Below is an image of what the question board looks like at the start of every round
```{r echo=FALSE, out.width="100%"}
knitr::include_graphics("winning_board.png", error = FALSE)
```
For each category, we can see that for every 2 high value questions, there are 3 low value questions.
If the number of high and low value questions is appreciably different from the 2:3 ratio, we would have reason to believe that a term would be more prevalent in either the low or high value questions.
We can use the chi-squared test to test the null hypothesis that each term is not distributed more to either high or low value questions.
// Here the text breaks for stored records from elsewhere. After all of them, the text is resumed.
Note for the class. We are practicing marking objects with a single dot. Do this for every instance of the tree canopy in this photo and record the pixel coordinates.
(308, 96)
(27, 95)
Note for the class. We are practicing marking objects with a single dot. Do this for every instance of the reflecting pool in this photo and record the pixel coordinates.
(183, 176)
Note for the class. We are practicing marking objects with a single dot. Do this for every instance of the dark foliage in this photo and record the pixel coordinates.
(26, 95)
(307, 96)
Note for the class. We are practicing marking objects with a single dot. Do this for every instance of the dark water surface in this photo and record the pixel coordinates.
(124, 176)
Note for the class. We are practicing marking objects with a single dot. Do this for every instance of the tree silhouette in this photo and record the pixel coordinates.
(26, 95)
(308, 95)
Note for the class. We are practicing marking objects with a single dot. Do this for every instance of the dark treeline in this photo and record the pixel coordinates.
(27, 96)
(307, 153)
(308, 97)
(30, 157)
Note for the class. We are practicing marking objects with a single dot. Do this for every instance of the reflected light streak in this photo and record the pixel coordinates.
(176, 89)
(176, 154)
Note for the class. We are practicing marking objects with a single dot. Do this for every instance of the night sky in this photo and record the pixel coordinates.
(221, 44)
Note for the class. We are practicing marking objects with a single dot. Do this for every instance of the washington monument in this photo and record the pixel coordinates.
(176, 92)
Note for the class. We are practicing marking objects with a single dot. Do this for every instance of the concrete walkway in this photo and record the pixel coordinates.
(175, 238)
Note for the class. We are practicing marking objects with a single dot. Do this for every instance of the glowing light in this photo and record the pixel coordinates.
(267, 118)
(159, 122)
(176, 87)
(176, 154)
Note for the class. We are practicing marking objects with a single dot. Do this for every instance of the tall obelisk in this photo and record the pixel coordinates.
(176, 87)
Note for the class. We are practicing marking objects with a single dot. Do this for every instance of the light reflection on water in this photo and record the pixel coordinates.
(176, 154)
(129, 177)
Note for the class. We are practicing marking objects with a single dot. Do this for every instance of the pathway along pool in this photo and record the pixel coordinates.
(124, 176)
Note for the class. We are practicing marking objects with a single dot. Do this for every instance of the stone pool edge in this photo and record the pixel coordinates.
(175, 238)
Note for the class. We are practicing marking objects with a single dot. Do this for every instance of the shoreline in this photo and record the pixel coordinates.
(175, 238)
```{r message=FALSE, warning=FALSE}
# Going only through the first 20 terms for shortness
# But you can remove the indexing to perform this code on all the terms
values = pull(jeopardy, value)
value_count_data = NULL
for (term in terms_used) {
n_high_value = 0
n_low_value = 0
for (i in 1:length(questions)) {
# Split the sentence into a new vector
split_sentence = str_split(questions[i], " ")[[1]]
# Detect if the term is in the question and its value status
if (term %in% split_sentence & values[i] >= 800) {
n_high_value = n_high_value + 1
} else if (term %in% split_sentence & values[i] < 800) {
n_low_value = n_low_value + 1
}
}
# Testing if the counts for high and low value questions deviates from what we expect
test = chisq.test(c(n_high_value, n_low_value), p = c(2/5, 3/5))
new_row = c(term, n_high_value, n_low_value, test$p.value)
# Append this new row to our
value_count_data = rbind(value_count_data, new_row)
}
```
```{r}
# Take the value count data and put it in a better format
tidy_value_count_data <- as_tibble(value_count_data)
colnames(tidy_value_count_data) = c("term", "n_high", "n_low", "p_value")
head(tidy_value_count_data)
```
We can see from the output that some of the values are less than 5. <br/>
Recall that the chi-squared test is prone to errors when the counts in each of the cells are less than 5. <br/>
We may need to discard these terms and only look at terms where both counts are greater than 5.